Est-ce que l’utilisation de l’adjectif «traditionnel» est galvaudé? Voici quelques exemples communs.

Ça fait maintenant près d’un demi-siècle que la motoneige, le moteur hors-bord et la camionnette ont remplacé les modes de transports traditionnels des peuples autochtones. Encore combien d’année avant qu’on puisse dire que la motoneige est un mode de transport traditionnel des inuits?

Les armes à feu ont fait leur apparition en même temps que les premiers postes de traite, soit bien avant que le syllabique ne leur soit enseigné. La carabine a-t-elle maintenant le même statut d’outil de chasse traditionnel que l’arc et le harpon?

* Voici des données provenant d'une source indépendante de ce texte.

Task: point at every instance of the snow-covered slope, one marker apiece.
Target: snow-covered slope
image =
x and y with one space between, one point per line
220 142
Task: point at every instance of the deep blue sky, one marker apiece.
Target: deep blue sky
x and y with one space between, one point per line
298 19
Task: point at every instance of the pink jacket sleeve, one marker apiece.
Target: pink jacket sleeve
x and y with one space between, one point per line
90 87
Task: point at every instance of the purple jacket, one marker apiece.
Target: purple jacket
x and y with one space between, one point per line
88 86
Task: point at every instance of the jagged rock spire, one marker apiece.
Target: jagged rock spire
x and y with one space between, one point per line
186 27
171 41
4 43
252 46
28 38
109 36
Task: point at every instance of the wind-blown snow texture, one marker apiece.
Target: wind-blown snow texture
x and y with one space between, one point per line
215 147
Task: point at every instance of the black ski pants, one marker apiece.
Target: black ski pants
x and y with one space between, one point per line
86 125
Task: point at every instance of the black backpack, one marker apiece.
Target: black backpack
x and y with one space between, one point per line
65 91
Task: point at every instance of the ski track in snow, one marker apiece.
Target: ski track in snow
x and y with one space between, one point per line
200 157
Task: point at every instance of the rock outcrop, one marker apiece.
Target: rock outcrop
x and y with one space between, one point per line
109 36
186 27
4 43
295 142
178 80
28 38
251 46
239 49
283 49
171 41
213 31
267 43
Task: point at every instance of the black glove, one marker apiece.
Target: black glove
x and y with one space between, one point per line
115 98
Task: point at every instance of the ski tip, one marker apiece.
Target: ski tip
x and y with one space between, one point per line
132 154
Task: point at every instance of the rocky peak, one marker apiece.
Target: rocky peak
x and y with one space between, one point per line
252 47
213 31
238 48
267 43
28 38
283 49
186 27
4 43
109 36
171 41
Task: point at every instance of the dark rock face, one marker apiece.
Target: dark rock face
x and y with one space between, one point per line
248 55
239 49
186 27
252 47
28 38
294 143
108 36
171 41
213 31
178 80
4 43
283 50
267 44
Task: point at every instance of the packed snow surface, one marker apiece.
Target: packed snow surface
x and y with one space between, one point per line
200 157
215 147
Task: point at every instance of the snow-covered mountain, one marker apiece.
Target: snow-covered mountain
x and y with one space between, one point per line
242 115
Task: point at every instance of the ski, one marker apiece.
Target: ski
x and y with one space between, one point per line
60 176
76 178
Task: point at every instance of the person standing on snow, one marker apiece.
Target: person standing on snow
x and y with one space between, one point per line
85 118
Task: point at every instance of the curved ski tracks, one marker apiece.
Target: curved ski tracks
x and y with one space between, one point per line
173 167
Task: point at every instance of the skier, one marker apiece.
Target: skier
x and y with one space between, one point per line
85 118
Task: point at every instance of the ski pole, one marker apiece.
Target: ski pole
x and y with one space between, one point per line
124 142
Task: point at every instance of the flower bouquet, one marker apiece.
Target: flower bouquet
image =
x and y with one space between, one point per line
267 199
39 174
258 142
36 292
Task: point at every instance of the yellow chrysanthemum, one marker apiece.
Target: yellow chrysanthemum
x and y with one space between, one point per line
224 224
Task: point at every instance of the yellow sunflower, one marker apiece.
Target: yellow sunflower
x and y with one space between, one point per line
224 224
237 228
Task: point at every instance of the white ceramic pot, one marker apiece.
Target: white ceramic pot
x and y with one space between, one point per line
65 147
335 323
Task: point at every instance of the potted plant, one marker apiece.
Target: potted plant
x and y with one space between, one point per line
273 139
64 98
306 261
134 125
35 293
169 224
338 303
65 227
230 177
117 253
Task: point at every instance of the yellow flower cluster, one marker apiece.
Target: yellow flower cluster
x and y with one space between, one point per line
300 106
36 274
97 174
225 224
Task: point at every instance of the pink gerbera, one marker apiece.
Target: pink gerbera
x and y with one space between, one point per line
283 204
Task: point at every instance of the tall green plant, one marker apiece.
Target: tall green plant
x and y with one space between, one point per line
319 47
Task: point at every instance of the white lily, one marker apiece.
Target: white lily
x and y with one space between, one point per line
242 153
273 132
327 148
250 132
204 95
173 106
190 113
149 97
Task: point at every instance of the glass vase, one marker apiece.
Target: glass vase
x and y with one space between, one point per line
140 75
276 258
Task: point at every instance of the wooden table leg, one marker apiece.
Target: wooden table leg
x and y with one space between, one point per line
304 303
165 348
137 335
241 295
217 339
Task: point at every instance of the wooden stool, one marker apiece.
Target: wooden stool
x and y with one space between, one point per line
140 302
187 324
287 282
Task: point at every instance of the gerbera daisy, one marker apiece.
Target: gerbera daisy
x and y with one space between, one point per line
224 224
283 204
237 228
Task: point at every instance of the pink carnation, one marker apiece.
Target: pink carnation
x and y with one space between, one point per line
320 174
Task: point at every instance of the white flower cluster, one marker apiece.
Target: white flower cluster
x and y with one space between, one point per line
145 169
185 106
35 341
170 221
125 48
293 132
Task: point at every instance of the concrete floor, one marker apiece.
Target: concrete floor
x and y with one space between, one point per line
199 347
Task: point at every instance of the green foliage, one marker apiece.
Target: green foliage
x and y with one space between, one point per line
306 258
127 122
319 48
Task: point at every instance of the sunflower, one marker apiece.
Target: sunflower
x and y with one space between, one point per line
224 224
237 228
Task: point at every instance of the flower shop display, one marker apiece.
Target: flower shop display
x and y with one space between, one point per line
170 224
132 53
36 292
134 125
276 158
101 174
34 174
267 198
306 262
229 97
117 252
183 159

On peut aussi parler, évidemment, de l’introduction de la farine pour le pan bannique, des légumineuses (carottes, patates et navets) pour les ragoûts.

Il y a moins d’un demi-siècle, la télévision fit son entrée dans les foyers autochtones. De nos jours, il y a nettement plus d’Autochtones qui savent comment fonctionne une télécommande due l’art de taper sur un tambour? La télé, loisir traditionnel autochtone?

Chaque année, plus de mortalités sont attribuables aux accidents de la route qu’aux attaques de chiens de traîneaux chez les autochtones. Nombreux sont les Autochtones qui vont cependant préférer la «sécurité» de leur camionnette à la perspective de faire face à un chien en liberté.

Bref, les exemples sont multiples des emprunts des premières nations aux us et coutumes des colonisateurs. Finalement, on peut penser que les capacités d’adaptation des peuples autochtones rendent un peu inappropriée l’utilisation de qualificatif comme «traditionnel» puisque leur culture est en plein évolution.